El Covid-19 tiene un diámetro de 60 a 140 nanómetros. Cada nanómetro es una mil millonésima parte de un metro.
Sin embargo, ese pequeñísimo virus ha redefinido el sentido de la muerte y la vida. Ha cimbrado la vida emocional de miles de millones de personas y sus familias. Ha puesto en crisis la relación de esas personas consigo mismas y sus familias. Y ha puesto a flor de piel las historias que anudan y explican su existencia. El virus ha sacado, desde nuestra alma confinada, el dolor, la tristeza y la angustia acumulados desde siempre.
Y su exigencia ha sido radical: “demuestren su mejor versión ante ustedes mismos, sus familias, los demás y la naturaleza misma”, porque “no eres nadie / (sólo) un montón de ceniza (…) / un pellejo colgado de unos huesos/ un racimo ya seco/ un hoyo negro”.

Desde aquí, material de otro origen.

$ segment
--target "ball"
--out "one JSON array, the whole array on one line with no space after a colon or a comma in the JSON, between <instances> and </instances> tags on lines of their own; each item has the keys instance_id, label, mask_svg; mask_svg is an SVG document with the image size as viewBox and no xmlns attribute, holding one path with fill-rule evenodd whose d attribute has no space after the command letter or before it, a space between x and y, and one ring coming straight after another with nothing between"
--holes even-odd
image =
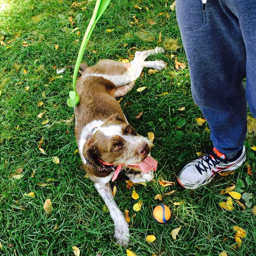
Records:
<instances>
[{"instance_id":1,"label":"ball","mask_svg":"<svg viewBox=\"0 0 256 256\"><path fill-rule=\"evenodd\" d=\"M158 205L153 211L153 216L160 223L166 222L171 217L171 211L165 205Z\"/></svg>"}]
</instances>

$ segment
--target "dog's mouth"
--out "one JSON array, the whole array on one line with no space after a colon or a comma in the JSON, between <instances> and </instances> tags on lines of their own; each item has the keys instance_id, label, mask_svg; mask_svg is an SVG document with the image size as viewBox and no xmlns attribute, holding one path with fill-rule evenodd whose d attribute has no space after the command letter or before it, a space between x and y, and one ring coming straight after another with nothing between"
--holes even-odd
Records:
<instances>
[{"instance_id":1,"label":"dog's mouth","mask_svg":"<svg viewBox=\"0 0 256 256\"><path fill-rule=\"evenodd\" d=\"M125 165L129 167L132 167L139 169L144 173L147 173L151 171L155 171L157 166L158 162L153 157L148 155L141 162L135 163L131 163ZM113 181L117 177L118 174L121 170L122 165L119 165L115 172L114 175L112 178L112 181Z\"/></svg>"}]
</instances>

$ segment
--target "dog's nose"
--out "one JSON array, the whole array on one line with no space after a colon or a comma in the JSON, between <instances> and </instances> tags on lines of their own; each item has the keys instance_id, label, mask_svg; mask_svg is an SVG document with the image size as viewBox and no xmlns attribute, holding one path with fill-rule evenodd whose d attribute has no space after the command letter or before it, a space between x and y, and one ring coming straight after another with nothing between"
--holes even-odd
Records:
<instances>
[{"instance_id":1,"label":"dog's nose","mask_svg":"<svg viewBox=\"0 0 256 256\"><path fill-rule=\"evenodd\" d=\"M140 155L147 155L149 153L149 147L147 143L143 143L138 149L138 153Z\"/></svg>"}]
</instances>

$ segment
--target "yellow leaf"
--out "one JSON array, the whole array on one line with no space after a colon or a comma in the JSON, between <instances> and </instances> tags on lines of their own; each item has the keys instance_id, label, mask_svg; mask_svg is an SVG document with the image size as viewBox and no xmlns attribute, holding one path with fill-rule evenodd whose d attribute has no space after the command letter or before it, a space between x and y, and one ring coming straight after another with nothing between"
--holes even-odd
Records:
<instances>
[{"instance_id":1,"label":"yellow leaf","mask_svg":"<svg viewBox=\"0 0 256 256\"><path fill-rule=\"evenodd\" d=\"M80 250L79 248L78 248L76 246L73 246L72 247L72 249L73 249L73 251L74 253L74 254L75 255L75 256L79 256Z\"/></svg>"},{"instance_id":2,"label":"yellow leaf","mask_svg":"<svg viewBox=\"0 0 256 256\"><path fill-rule=\"evenodd\" d=\"M133 251L128 250L128 249L126 249L126 252L127 254L127 256L136 256L136 254Z\"/></svg>"},{"instance_id":3,"label":"yellow leaf","mask_svg":"<svg viewBox=\"0 0 256 256\"><path fill-rule=\"evenodd\" d=\"M146 88L147 86L143 86L143 87L140 87L139 88L138 88L136 90L137 91L139 92L142 91L144 91Z\"/></svg>"},{"instance_id":4,"label":"yellow leaf","mask_svg":"<svg viewBox=\"0 0 256 256\"><path fill-rule=\"evenodd\" d=\"M158 181L163 187L166 187L166 186L170 186L171 185L175 185L175 182L173 182L173 181L164 181L163 179L159 179Z\"/></svg>"},{"instance_id":5,"label":"yellow leaf","mask_svg":"<svg viewBox=\"0 0 256 256\"><path fill-rule=\"evenodd\" d=\"M135 190L134 190L131 194L131 197L136 200L136 199L138 199L139 197L138 193L137 193Z\"/></svg>"},{"instance_id":6,"label":"yellow leaf","mask_svg":"<svg viewBox=\"0 0 256 256\"><path fill-rule=\"evenodd\" d=\"M171 232L171 235L174 240L176 240L176 236L178 234L179 231L179 230L181 229L181 227L178 227L177 229L175 229L173 230L172 230Z\"/></svg>"},{"instance_id":7,"label":"yellow leaf","mask_svg":"<svg viewBox=\"0 0 256 256\"><path fill-rule=\"evenodd\" d=\"M147 137L151 142L153 142L155 138L155 134L152 131L149 132L147 133Z\"/></svg>"},{"instance_id":8,"label":"yellow leaf","mask_svg":"<svg viewBox=\"0 0 256 256\"><path fill-rule=\"evenodd\" d=\"M128 59L123 59L121 61L123 63L128 63L129 62L129 60Z\"/></svg>"},{"instance_id":9,"label":"yellow leaf","mask_svg":"<svg viewBox=\"0 0 256 256\"><path fill-rule=\"evenodd\" d=\"M154 242L156 239L156 238L154 235L150 235L147 237L146 240L147 242L151 243L151 242Z\"/></svg>"},{"instance_id":10,"label":"yellow leaf","mask_svg":"<svg viewBox=\"0 0 256 256\"><path fill-rule=\"evenodd\" d=\"M206 121L206 119L204 118L202 119L201 117L199 118L196 118L195 120L197 120L197 125L199 126L201 126Z\"/></svg>"},{"instance_id":11,"label":"yellow leaf","mask_svg":"<svg viewBox=\"0 0 256 256\"><path fill-rule=\"evenodd\" d=\"M231 191L228 192L228 194L230 195L233 198L237 200L239 200L241 198L241 195L235 191Z\"/></svg>"},{"instance_id":12,"label":"yellow leaf","mask_svg":"<svg viewBox=\"0 0 256 256\"><path fill-rule=\"evenodd\" d=\"M141 208L141 205L139 203L137 203L133 206L133 208L134 210L138 211Z\"/></svg>"},{"instance_id":13,"label":"yellow leaf","mask_svg":"<svg viewBox=\"0 0 256 256\"><path fill-rule=\"evenodd\" d=\"M113 191L112 191L112 194L113 194L113 196L114 197L115 196L115 194L117 193L117 186L115 185L113 188Z\"/></svg>"},{"instance_id":14,"label":"yellow leaf","mask_svg":"<svg viewBox=\"0 0 256 256\"><path fill-rule=\"evenodd\" d=\"M234 208L233 207L233 202L232 201L232 198L230 197L227 197L226 204L229 210L232 210Z\"/></svg>"},{"instance_id":15,"label":"yellow leaf","mask_svg":"<svg viewBox=\"0 0 256 256\"><path fill-rule=\"evenodd\" d=\"M41 124L42 125L46 125L47 123L49 122L49 120L46 120L45 121L43 121L43 122L41 123Z\"/></svg>"},{"instance_id":16,"label":"yellow leaf","mask_svg":"<svg viewBox=\"0 0 256 256\"><path fill-rule=\"evenodd\" d=\"M40 114L39 114L37 115L37 117L38 118L42 118L43 117L43 116L47 112L47 111L45 111L44 112L43 112L42 113L40 113Z\"/></svg>"},{"instance_id":17,"label":"yellow leaf","mask_svg":"<svg viewBox=\"0 0 256 256\"><path fill-rule=\"evenodd\" d=\"M60 163L59 159L58 157L54 157L53 158L53 162L54 163L59 164Z\"/></svg>"},{"instance_id":18,"label":"yellow leaf","mask_svg":"<svg viewBox=\"0 0 256 256\"><path fill-rule=\"evenodd\" d=\"M253 209L251 210L252 213L256 216L256 206L254 206Z\"/></svg>"},{"instance_id":19,"label":"yellow leaf","mask_svg":"<svg viewBox=\"0 0 256 256\"><path fill-rule=\"evenodd\" d=\"M46 199L45 200L45 204L43 205L43 209L46 214L49 215L51 214L53 210L53 206L51 205L51 202L50 199Z\"/></svg>"},{"instance_id":20,"label":"yellow leaf","mask_svg":"<svg viewBox=\"0 0 256 256\"><path fill-rule=\"evenodd\" d=\"M131 219L129 217L129 211L127 209L126 209L125 210L125 220L127 222L130 222Z\"/></svg>"},{"instance_id":21,"label":"yellow leaf","mask_svg":"<svg viewBox=\"0 0 256 256\"><path fill-rule=\"evenodd\" d=\"M219 254L219 256L227 256L227 254L225 251L223 251Z\"/></svg>"},{"instance_id":22,"label":"yellow leaf","mask_svg":"<svg viewBox=\"0 0 256 256\"><path fill-rule=\"evenodd\" d=\"M231 211L234 209L234 207L232 207L231 209L230 209L227 205L227 203L225 202L221 202L219 203L219 204L222 208L226 211Z\"/></svg>"},{"instance_id":23,"label":"yellow leaf","mask_svg":"<svg viewBox=\"0 0 256 256\"><path fill-rule=\"evenodd\" d=\"M27 194L24 194L24 195L27 195L29 197L35 197L35 195L34 192L30 192Z\"/></svg>"},{"instance_id":24,"label":"yellow leaf","mask_svg":"<svg viewBox=\"0 0 256 256\"><path fill-rule=\"evenodd\" d=\"M181 202L176 202L175 203L174 203L173 204L174 205L181 205L183 203L183 201L181 201Z\"/></svg>"},{"instance_id":25,"label":"yellow leaf","mask_svg":"<svg viewBox=\"0 0 256 256\"><path fill-rule=\"evenodd\" d=\"M13 175L13 177L16 179L19 179L21 178L22 178L24 175L22 174L18 174L17 175Z\"/></svg>"}]
</instances>

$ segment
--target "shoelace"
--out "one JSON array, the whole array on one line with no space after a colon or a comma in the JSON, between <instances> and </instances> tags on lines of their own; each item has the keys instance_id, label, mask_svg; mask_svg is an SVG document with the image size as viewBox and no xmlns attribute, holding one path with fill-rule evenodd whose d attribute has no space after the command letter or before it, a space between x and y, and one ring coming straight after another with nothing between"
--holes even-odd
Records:
<instances>
[{"instance_id":1,"label":"shoelace","mask_svg":"<svg viewBox=\"0 0 256 256\"><path fill-rule=\"evenodd\" d=\"M227 162L226 160L219 157L212 150L208 150L205 152L204 153L205 155L203 157L202 160L195 166L197 170L201 175L202 174L202 171L206 172L211 168L211 166L216 167L216 165L221 162L225 163Z\"/></svg>"}]
</instances>

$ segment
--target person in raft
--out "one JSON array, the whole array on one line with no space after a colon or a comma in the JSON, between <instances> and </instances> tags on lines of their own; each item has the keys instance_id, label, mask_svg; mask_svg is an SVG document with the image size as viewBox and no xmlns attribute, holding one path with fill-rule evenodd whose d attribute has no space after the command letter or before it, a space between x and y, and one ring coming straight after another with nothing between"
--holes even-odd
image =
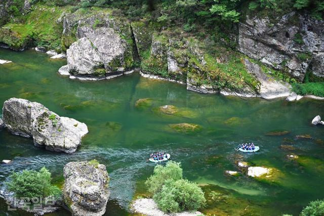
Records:
<instances>
[{"instance_id":1,"label":"person in raft","mask_svg":"<svg viewBox=\"0 0 324 216\"><path fill-rule=\"evenodd\" d=\"M249 143L249 144L248 144L248 143L246 143L245 144L242 143L240 148L244 150L254 150L255 149L255 146L253 143Z\"/></svg>"},{"instance_id":2,"label":"person in raft","mask_svg":"<svg viewBox=\"0 0 324 216\"><path fill-rule=\"evenodd\" d=\"M150 157L153 158L154 160L162 160L164 159L164 152L155 152L151 154Z\"/></svg>"}]
</instances>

Y su recordatorio ha sido punzante: más allá de la búsqueda irracional por el poder, el estatus y el dinero, el punto de convergencia existencial es uno y simple: “la vida no es de nadie / todos somos la vida / pan de sol para los otros / los otros todos que nosotros somos (…) (porque) los actos míos son más míos si son también de todos/ para que pueda ser he de ser otro / salir de mí / buscarme entre los otros/ los otros que no son si yo no existo / los otros que me dan plena existencia / no soy / no hay yo/ siempre somos nosotros”.
Detrás de ese recordatorio y esa exigencia hay un mensaje único: es importante aprender a vivir el presente porque “la gente sacrifica el presente por el futuro. Pero la vida sólo está disponible en el presente. Es por ello que deberíamos andar de forma que cada paso nos lleve al aquí y ahora. Y desde ahí, darnos cuenta que estamos vivos y todo es posible”.
Pero no todos podemos escuchar esa exigencia ni ese recordatorio o ese mensaje, porque nuestra sociedad es desigual desde sus entrañas. Si las grandes mayorías no salen a las calles, desesperados, para traer comida a sus casas, no sobreviven.
Forzados enfrentan su muerte a campo abierto. Y en ese universo descarnado, cuando caen, uno por uno, alguien grita: “¿No son nada los gritos de los hombres?”. Y otro responde: “No pasa nada / sólo un parpadeo del sol / un movimiento apenas nada/ no hay redención…”.
Ese pequeñísimo virus llegó para obligarnos a mirar la vida hasta la muerte, como un rumor de luz que desmorona lo vivido, en el reencuentro y la supervivencia presentes, “adonde yo soy tu / (y) somos nosotros” con la naturaleza.